Kazâ ve Kader’e dâir pek çok eser te’lif edilmiştir ki bunların en güzeli Beyhâkî (R.H.)’ın eseridir.
Kader’e dâir Hz. Abdullâh İbn-i Ömer (R.A.)’dan Yahyâ b. Yâmer’in rivâyet ettiği şu: “… Az sonra Mescid’e girmekte olan Abdullâh bin Ömer bin El-Hattâb (R.A.)’ya tesâdüf ettik. Ben ve arkadaşım, birimiz sağından, birimiz de solundan olmak üzere hemen (O’nun) etrafını çevirdik. Ben, arkadaşımın sözü bana havâle edeceğini anlayarak: “-Yâ Ebâ Abdurrahmân, bizim taraflarda birtakım insanlar türedi. Bunlar Kur’ân okuyor ve (kader) ilmi(ni) araştırıyorlar” dedim. (Râvî diyor ki): “Yahyâ, bu adamların hâllerini, kader diye bir şey tanımadıklarını; hâdisât, Allâh’ın hiçbir takdîr ve ma’lûmâtı olmaksızın yeni yeni husûle gelir.” İddiâsında bulunduklarını anlattı. Abdullâh İbn-i Ömer bin El-Hattâb (R.A.)’a şunları söylediler:
“-O hâlde sen onlarla görüştüğün zaman, kendilerine haber ver ki ben, onlardan berîyim; onlar da, benden berîdirler. Abdullâh bin Ömer’in kendisine yemîn ettiği Allâh’a and olsun ki onlardan birinin Uhud Dağı kadar altını olsa da onu infâk etse, kadere inanmadıkça Allâh, onun infâkını kabul eylemez.”

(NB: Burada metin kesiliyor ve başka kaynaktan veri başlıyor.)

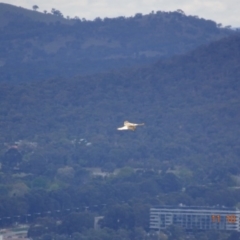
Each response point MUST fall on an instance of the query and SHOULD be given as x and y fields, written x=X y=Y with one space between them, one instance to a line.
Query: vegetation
x=63 y=163
x=40 y=46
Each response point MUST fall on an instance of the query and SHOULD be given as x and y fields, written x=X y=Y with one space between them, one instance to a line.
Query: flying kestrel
x=130 y=126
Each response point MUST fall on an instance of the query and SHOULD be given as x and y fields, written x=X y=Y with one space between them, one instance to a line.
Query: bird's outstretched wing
x=130 y=126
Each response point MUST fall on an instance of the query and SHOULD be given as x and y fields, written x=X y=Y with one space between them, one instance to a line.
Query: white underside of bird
x=130 y=126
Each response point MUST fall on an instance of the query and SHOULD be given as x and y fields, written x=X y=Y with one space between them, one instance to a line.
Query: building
x=195 y=218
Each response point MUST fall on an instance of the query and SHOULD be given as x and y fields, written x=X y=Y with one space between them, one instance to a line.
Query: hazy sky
x=220 y=11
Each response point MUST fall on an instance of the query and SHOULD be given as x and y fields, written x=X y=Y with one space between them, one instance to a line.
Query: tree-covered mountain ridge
x=189 y=105
x=37 y=46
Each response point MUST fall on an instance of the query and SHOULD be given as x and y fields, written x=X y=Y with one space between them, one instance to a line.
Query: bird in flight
x=130 y=126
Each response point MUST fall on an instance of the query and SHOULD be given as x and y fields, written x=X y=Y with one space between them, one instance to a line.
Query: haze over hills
x=54 y=132
x=189 y=105
x=38 y=46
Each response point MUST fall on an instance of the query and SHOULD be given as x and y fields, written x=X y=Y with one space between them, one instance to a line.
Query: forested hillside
x=38 y=46
x=63 y=162
x=190 y=106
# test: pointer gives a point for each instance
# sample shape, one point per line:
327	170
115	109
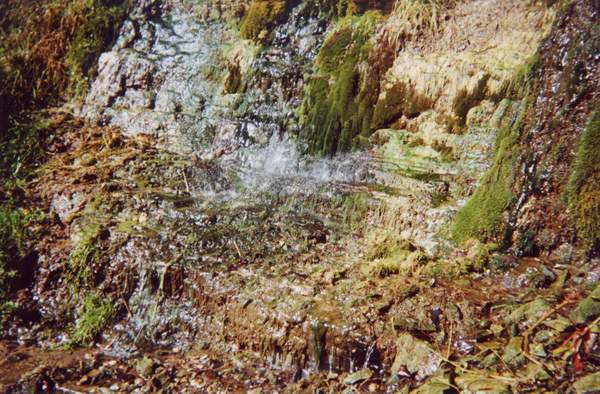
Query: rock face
320	195
550	198
415	357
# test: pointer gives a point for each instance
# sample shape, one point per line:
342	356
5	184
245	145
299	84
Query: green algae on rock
335	112
261	16
583	188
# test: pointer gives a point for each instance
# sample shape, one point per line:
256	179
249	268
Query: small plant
481	217
94	315
583	191
85	253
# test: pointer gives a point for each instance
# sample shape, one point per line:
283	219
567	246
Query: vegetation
337	110
94	315
48	48
47	51
481	217
261	16
584	184
84	254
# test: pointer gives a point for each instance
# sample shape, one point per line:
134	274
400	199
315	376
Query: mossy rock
472	383
528	313
584	183
261	16
513	353
338	104
482	216
95	314
417	356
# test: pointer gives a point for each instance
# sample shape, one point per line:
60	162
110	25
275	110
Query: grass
583	189
95	314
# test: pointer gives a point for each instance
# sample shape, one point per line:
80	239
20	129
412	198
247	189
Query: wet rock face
564	99
188	78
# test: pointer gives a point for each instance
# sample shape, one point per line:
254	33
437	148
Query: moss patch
584	184
93	318
262	15
337	109
481	217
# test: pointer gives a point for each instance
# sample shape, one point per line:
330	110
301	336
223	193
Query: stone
358	376
588	384
513	353
438	384
588	308
417	356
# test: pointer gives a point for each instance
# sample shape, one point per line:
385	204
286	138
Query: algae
583	189
93	318
481	217
337	109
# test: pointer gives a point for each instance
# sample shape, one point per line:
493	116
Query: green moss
16	231
481	217
516	86
400	99
389	246
262	15
337	108
21	148
583	190
85	253
93	318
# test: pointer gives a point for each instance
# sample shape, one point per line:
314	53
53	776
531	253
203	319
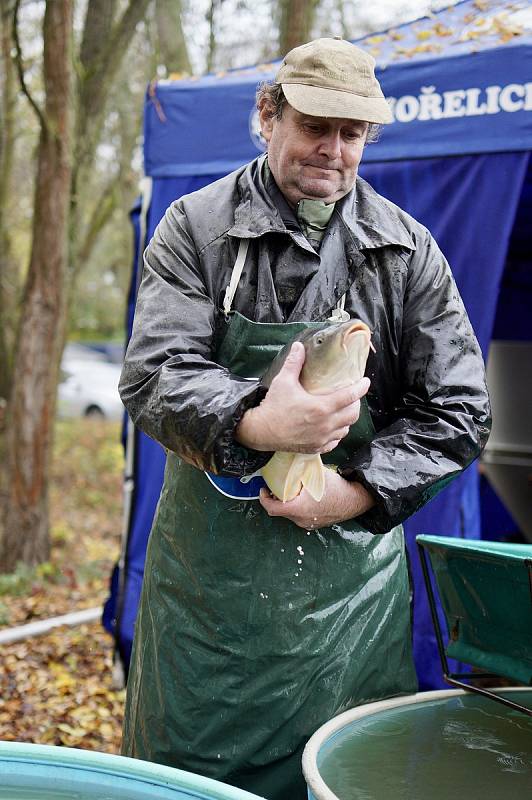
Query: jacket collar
372	221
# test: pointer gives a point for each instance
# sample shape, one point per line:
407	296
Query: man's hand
292	420
342	500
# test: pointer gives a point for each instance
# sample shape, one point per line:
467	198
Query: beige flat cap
333	78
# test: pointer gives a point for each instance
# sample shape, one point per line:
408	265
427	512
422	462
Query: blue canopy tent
457	157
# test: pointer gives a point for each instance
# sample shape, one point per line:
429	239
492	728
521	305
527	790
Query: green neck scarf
312	215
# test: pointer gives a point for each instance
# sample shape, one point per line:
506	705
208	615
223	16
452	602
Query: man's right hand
292	420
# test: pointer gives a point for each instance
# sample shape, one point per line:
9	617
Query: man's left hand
341	500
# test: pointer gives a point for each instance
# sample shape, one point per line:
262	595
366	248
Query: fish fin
313	477
275	474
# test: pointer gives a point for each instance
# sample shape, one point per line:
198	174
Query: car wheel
94	412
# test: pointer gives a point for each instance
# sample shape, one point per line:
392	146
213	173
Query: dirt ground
57	688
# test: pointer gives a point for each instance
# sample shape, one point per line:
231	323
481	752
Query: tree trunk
8	273
297	19
31	409
172	43
101	55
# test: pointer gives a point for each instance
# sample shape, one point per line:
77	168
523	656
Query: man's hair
273	95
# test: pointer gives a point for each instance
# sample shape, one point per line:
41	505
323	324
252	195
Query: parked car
88	386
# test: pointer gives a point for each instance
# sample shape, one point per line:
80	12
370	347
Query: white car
89	386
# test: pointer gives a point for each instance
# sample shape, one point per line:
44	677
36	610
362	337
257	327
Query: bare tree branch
19	63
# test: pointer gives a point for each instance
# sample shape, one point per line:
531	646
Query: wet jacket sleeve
442	419
172	388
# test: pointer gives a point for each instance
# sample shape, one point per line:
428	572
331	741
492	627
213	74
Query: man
259	620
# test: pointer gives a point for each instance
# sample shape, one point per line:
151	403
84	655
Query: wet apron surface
252	632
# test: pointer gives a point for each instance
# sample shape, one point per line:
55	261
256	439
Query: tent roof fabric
458	83
471	26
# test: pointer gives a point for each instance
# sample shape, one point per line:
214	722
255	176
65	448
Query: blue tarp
460	164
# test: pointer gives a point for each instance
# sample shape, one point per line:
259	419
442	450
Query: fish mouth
357	328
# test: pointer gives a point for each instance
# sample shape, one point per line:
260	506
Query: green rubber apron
251	631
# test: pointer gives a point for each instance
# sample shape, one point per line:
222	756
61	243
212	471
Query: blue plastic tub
41	772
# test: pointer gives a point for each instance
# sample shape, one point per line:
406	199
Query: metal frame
448	676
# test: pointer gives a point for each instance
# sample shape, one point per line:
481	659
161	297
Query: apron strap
338	315
230	290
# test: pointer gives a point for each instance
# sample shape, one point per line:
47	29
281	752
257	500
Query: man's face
312	157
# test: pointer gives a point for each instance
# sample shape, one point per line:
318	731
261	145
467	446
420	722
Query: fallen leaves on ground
57	689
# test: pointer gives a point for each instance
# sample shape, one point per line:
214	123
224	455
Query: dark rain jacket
427	398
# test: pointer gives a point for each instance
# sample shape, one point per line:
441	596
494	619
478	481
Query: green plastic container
42	772
443	745
485	590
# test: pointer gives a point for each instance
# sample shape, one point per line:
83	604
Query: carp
335	357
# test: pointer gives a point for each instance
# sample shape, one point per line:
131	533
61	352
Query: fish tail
313	476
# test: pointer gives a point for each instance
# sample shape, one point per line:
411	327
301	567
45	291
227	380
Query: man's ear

Hadîs-i Şerîf’teki bazı ifâdelerin îzâhı:
“(Kader) ilmi(ni) araştırıyorlar.” sözünün ma’nâsı “Mübhem ve muğlak bir şeyin dibini derinden derine araştırıp onu, kurcalayarak meydana çıkarmak.” şeklinde tefsîr edilmiştir.
“Allâh’ın ilmi ve kaderi olmaksızın yeni yeni meydana gelen.” sözüyle “Kaderiyye’nin bâtıl i’tikâdları ve Allâh’ın (hâşâ!) hâdiselerin mevcûdâtını vukû’undan sonra öğrenir inancının çok saçma olduğu” dile getirilmektedir.
“Ben, onlardan berîyim; onlar da, benden berîdirler…” sözünün ma’nâsı “Kaderîler’in küfrüne kâil olduğunun delîlidir.” Kâdî Iyâz (R.H.) kaderi bu şekilde inkâr edenler için “Hilâfsız kâfirdirler.” demiştir. Ulemâdan bazısı “İbn-i Ömer (R.A.), bu sözüyle dînden çıkaran tekfîri kasdetmemiş olabilir.” demişlerdir.
“Abdullâh bin Ömer’in kendisine yemîn ettiği Allâh’a and olsun ki…” sözüyle “Abdullâh İbn-i Ömer (R.A.), İsmullâh’a tazim için kinâye yoluyla yemîn etmiştir. Eğer “Vallâhî” diyerek yemîn etmiş olsaydı, bu, âdet olur ve böylece Hz. Abdullâh İbn-i Ömer (R.A.) de buna, kendisi sebebiyyet vermiş olurdu ki Hazret bundan sakınmıştır.”